Samara, July 7, England - Sweden
In downtown Samara, a nondescript door with no handle is the back entrance to an anonymous tenement block. Locals and visitors never made much of it, but in 1991 the innocent entrance was revealed to be a nuclear bunker, built as Joseph Stalin's last refuge. With two shafts and a depth of 40 meters the bunker can withstand a 1,500 kiloton demolition.
As the Germans advanced and the spectre of Moscow falling into enemy hands loomed large, the USSR’s State Defense Committee considered moving the capital to Samara, but that never transpired. Neither did Stalin ever need to enter the bunker, a complex, 192 steps down, with fake windows and fake doors. “If you take the wrong door, you will be shot,” the tour guide jokes. The irreverence is striking, but the football fans in attendance appreciate the joke. Mexican, Brazilians, Swedes and English have visited the bunker this week. Samara, once a closed-off city, like Nizhny Novgorod, is enjoying its moment in the limelight.
I go for a spot of breakfast. After 30 minutes, the waitress informs me they couldn’t find salad in the grocery store next door to accompany my Eggs Benedict. The restaurant is in a state of confusion over this salad. I am equally miffed and amused. Food in Kazan and Samara, I guess it’s not supposed to be.

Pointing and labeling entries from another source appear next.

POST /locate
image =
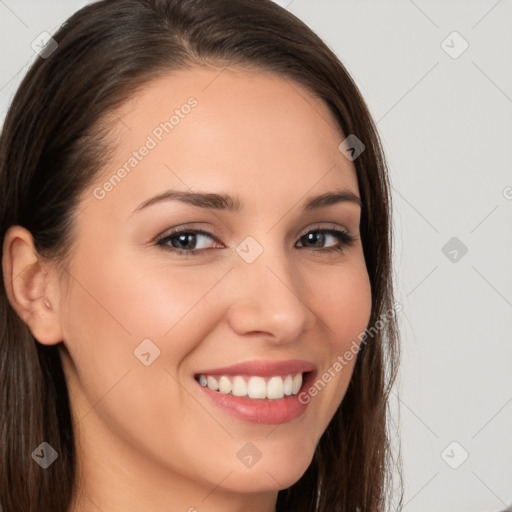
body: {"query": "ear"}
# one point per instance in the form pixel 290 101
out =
pixel 30 287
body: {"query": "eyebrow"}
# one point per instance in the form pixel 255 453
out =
pixel 234 204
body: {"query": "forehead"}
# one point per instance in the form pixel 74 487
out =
pixel 204 128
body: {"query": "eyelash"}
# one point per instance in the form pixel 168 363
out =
pixel 345 240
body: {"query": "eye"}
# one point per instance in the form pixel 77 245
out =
pixel 191 242
pixel 319 237
pixel 184 241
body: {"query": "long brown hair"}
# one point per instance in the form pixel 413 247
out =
pixel 54 143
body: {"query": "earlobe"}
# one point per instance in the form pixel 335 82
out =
pixel 27 284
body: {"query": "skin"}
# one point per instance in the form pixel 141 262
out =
pixel 147 437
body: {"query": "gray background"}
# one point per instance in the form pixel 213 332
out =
pixel 446 123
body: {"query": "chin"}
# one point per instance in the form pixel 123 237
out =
pixel 274 475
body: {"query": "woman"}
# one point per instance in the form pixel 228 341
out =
pixel 197 291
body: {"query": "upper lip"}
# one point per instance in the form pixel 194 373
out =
pixel 263 368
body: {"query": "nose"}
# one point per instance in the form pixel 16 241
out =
pixel 269 299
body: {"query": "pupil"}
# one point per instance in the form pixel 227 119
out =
pixel 182 239
pixel 312 236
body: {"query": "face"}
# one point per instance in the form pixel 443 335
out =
pixel 161 291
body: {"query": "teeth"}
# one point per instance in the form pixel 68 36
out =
pixel 288 385
pixel 213 383
pixel 255 387
pixel 224 385
pixel 239 387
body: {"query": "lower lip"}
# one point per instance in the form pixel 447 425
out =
pixel 265 411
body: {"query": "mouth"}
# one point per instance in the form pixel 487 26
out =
pixel 259 393
pixel 256 387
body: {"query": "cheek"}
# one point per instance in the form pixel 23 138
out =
pixel 343 303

At the spaceship-like stadium the atmosphere is strangely sedate for a World Cup quarter-final. The logistics have prevented plenty of England and Sweden fans from coming to Samara. I count no more than a thousand Scandinavians in the stands. The English gurgle and sing their same old songs, but with renewed excitement. They all want football to come home once more.